Data Science with Python, R and Pandas 

This comprehensive program focuses on the fundamentals of acquiring, parsing, validating, and wrangling data with Python and its associated ecosystem of libraries. After an introduction to Data Science as a field and a primer on the Python programming language, learners will walk through the data science process by building a simple recommendation system.

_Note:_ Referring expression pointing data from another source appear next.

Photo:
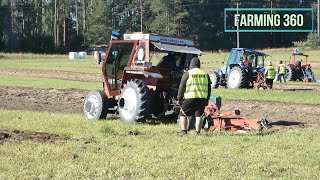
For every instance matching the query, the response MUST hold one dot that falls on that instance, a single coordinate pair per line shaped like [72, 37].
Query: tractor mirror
[237, 112]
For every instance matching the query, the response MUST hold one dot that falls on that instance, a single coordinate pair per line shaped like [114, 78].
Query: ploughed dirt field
[49, 74]
[281, 115]
[71, 101]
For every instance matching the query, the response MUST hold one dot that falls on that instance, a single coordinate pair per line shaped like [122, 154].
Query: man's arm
[182, 86]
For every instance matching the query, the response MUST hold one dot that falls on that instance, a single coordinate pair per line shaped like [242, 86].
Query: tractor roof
[250, 51]
[166, 43]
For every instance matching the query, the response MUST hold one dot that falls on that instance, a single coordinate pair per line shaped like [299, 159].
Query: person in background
[281, 72]
[270, 74]
[193, 95]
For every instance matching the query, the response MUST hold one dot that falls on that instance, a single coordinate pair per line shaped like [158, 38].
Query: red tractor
[298, 71]
[133, 86]
[137, 90]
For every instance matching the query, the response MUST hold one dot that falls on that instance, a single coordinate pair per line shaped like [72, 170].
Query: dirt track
[281, 115]
[71, 101]
[49, 74]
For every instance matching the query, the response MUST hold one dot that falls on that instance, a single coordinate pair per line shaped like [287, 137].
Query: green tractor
[244, 69]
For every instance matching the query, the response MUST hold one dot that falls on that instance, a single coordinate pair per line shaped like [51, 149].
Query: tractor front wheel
[237, 78]
[95, 106]
[133, 105]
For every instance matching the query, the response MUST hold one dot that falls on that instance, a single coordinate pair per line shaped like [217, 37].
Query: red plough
[231, 121]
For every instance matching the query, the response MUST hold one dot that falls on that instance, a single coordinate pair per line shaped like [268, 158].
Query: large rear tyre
[95, 106]
[289, 74]
[237, 78]
[214, 78]
[133, 105]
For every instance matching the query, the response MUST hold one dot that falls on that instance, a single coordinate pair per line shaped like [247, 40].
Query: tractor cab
[100, 53]
[242, 69]
[134, 85]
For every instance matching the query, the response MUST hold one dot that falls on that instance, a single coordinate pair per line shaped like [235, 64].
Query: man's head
[195, 63]
[176, 55]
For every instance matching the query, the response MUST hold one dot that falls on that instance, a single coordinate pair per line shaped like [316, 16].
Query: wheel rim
[129, 103]
[91, 106]
[234, 79]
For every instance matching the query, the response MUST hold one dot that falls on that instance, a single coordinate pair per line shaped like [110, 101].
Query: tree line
[59, 26]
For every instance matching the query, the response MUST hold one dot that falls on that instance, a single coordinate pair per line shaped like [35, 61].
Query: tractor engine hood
[176, 48]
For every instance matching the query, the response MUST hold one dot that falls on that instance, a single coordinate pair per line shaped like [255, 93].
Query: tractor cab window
[259, 61]
[140, 58]
[117, 60]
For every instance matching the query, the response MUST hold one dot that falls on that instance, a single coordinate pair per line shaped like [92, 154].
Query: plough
[230, 121]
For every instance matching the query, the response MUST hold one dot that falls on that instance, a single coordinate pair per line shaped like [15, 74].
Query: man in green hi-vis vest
[281, 72]
[270, 74]
[193, 95]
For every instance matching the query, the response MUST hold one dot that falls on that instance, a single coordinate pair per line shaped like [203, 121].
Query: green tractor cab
[243, 69]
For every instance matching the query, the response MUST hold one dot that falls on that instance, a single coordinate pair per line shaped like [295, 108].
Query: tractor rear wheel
[133, 104]
[289, 73]
[237, 78]
[214, 78]
[95, 106]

After this introduction, learners dive deeper into each of the specific steps involved in the first half of the data science process–mainly how to acquire, transform, and store data (often referred to as an ETL pipeline). The content then covers how to download data that is openly accessible on the Internet by working with APIs and websites, and how to parse this XML and JSON data. With this structured data, learners can build data models, store and query data, and work with relational databases. Along the way, learners will pick up the fundamentals of programming with Python (including object-oriented programming and the standard library) as well as the best practices of building sustainable data science applications.

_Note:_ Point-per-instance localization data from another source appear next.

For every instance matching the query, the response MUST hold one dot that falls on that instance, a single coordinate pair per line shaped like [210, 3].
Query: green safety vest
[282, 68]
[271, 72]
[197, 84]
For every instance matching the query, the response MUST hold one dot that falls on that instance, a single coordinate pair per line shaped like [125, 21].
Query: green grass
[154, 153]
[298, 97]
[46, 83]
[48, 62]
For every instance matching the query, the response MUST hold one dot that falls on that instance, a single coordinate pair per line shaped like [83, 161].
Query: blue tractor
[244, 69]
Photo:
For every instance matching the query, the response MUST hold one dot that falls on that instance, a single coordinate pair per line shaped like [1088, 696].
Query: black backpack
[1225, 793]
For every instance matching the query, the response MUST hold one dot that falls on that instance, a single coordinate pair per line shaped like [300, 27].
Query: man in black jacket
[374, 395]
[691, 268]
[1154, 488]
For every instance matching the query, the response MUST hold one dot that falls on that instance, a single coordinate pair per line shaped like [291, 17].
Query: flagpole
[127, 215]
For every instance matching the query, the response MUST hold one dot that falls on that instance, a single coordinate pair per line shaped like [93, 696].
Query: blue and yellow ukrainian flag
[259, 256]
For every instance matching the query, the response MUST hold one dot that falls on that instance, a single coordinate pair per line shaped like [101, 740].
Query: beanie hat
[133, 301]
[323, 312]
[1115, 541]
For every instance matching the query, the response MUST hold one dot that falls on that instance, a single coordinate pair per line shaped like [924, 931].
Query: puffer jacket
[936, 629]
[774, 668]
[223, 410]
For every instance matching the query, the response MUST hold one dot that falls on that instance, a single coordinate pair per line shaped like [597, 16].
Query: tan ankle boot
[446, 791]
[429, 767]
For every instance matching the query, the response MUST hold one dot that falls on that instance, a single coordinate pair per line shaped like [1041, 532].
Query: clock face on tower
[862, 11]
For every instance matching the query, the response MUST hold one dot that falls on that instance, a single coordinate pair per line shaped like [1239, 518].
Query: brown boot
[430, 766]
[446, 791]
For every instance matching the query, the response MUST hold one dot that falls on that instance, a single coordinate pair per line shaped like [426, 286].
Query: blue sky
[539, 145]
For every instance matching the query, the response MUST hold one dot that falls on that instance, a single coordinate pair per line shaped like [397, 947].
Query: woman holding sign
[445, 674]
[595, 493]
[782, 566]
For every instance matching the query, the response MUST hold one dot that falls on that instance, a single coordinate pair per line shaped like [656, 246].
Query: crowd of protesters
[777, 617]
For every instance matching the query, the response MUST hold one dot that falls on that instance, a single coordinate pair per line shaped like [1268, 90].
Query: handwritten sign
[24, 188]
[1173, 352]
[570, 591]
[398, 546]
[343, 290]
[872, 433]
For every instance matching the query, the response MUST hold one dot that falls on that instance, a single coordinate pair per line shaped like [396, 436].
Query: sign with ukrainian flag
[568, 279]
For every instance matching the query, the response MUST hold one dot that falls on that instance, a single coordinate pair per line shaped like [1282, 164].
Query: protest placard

Moving on, this program then address Data Science with Python and R looking at the fundamentals of data preparation, data analysis, data visualization, machine learning, and interactive data science applications. Throughout this portion of the program, learners will be provided insruction in how to build predictive models and how to create interactive visual applications for their line of business using the Anaconda platform. This course will introduce data scientists to using Python and R for building on an ecosystem of hundreds of high performance open source tools.

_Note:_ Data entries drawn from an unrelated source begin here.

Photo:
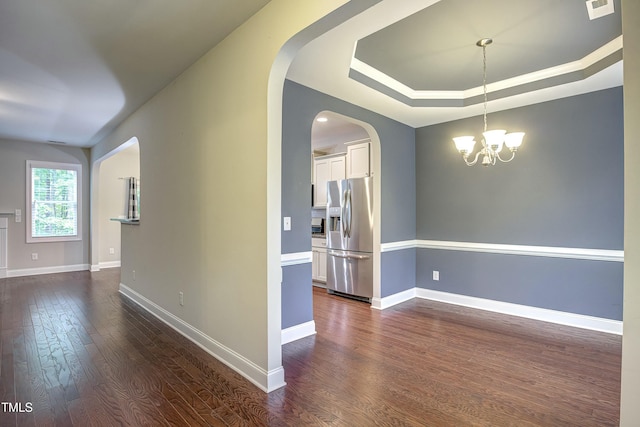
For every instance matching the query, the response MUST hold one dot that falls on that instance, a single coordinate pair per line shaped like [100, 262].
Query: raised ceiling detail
[430, 59]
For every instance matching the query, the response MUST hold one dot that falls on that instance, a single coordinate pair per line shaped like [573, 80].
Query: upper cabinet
[325, 169]
[358, 159]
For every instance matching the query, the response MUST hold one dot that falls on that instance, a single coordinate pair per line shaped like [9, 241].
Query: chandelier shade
[492, 141]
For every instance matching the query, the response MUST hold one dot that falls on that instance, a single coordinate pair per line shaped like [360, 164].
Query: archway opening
[110, 174]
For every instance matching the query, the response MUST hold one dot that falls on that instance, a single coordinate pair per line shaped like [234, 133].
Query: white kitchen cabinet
[326, 168]
[358, 159]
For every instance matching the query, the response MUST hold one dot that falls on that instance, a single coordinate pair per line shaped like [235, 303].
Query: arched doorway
[107, 201]
[342, 147]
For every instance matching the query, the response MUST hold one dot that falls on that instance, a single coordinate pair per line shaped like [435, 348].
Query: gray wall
[300, 107]
[13, 193]
[565, 189]
[629, 408]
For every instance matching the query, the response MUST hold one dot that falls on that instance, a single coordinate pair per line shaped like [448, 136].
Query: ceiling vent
[599, 8]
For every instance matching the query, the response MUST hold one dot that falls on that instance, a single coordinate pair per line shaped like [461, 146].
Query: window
[54, 201]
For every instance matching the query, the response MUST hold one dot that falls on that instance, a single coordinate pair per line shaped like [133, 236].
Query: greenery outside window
[54, 201]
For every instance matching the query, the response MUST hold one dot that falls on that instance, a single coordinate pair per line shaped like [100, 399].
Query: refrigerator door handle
[343, 214]
[347, 218]
[349, 212]
[348, 256]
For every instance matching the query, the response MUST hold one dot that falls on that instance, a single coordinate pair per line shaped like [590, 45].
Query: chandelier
[493, 140]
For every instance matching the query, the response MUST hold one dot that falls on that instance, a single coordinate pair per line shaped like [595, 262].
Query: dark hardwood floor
[77, 353]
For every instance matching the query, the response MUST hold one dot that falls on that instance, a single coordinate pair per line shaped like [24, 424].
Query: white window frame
[35, 164]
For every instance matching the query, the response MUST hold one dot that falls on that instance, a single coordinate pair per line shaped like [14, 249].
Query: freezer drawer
[350, 272]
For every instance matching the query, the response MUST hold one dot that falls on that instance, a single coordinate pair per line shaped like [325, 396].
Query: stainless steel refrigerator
[349, 228]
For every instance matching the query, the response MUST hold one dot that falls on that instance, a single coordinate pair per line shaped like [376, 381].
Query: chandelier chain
[484, 83]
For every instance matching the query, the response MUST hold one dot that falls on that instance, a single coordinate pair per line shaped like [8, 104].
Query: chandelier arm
[475, 160]
[513, 155]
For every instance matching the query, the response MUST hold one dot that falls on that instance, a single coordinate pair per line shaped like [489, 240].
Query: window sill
[126, 221]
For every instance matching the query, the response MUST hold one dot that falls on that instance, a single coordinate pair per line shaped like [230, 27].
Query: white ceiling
[551, 42]
[71, 70]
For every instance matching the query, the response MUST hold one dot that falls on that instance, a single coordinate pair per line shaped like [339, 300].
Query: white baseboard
[47, 270]
[545, 315]
[297, 332]
[391, 300]
[265, 380]
[109, 264]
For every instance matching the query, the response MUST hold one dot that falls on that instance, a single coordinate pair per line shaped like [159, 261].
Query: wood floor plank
[82, 354]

The Pandas Data Analysis with Python Fundamentals part of the program then provides analysts and aspiring data scientists with a practical introduction to Python and pandas: the analytics stack that enables you to move from spreadsheet programs such as Excel into automation of your data analysis workflows.  This comprehensive course starts by introducing Python and pandas and why they are great tools for data analysis. The content then covers installing and starting Python. From there, the content covers the basics of working with datasets in Python and with pandas, followed by plotting and visualization, data assembly and manipulations, missing data, and tidy data.


Program Objectives
 
Upon completion of the course, the student will be able to:

  • Install and start Python
  • Load data sets into pandas and begin to assess and analyze them
  • Use Pandas data structures and import/export data
  • Combine multiple data sets
  • Deal with missing data
  • Tidy and reshape data
  • Get up and running with a Python data science environment
  • Understand the essentials of Python 3, including object-oriented programming
  • Employ the basics of the data science process and what each step entails
  • Build a simple (yet powerful) recommendation engine for Airbnb listings
  • Find high-quality data sources and how to scrape websites if no existing dataset is available
  • Work with APIs programmatically, including (but not limited to) the Foursquare API
  • Employ strategies for parsing JSON and XML into a structured form
  • Build data models and work with database schemas
  • Understand the basics of relational databases with SQLite and how to use an ORM to interface with them in Python
  • Employ best practices of data validation, including common data quality checks
  • Query data in a database, including joining data tables and aggregating data
  • Understand the fundamentals of exploratory data analysis
  • Find and handle missing or malformed data
  • Understand the importance of creating reproducible analyses and how to share them effectively
  • Use Anaconda and Jupyter notebooks
  • Understand Open Data Science concepts, roles, and workflows
  • Wrangle data with Pandas
  • Understand Anaconda Enterprise and collaboration workflows
  • Create interactive visualizations with Bokeh
  • Use Conda package management
  • Use R for data processing and visualization
  • Build statistical and predictive models
  • Use Excel and Python with Anaconda Fusion
  • Understand and use Mosaic for databases with distributed data
  • Understand distributed and parallel computing with Dask

Optional Volunteer Externship Opportunity

Students who complete this program are eligible to participate in an optional volunteer externship opportunity with a local company/agency/organization whose work aligns with this area of study in order to gain valuable hands-on experience.  As students progress through their eLearning program, an Externship Coordinator will reach out to coordinate placement.

Note:
Additional documentation including health records, immunizations, drug-screening, criminal background checks, etc. may be required by the externship facility.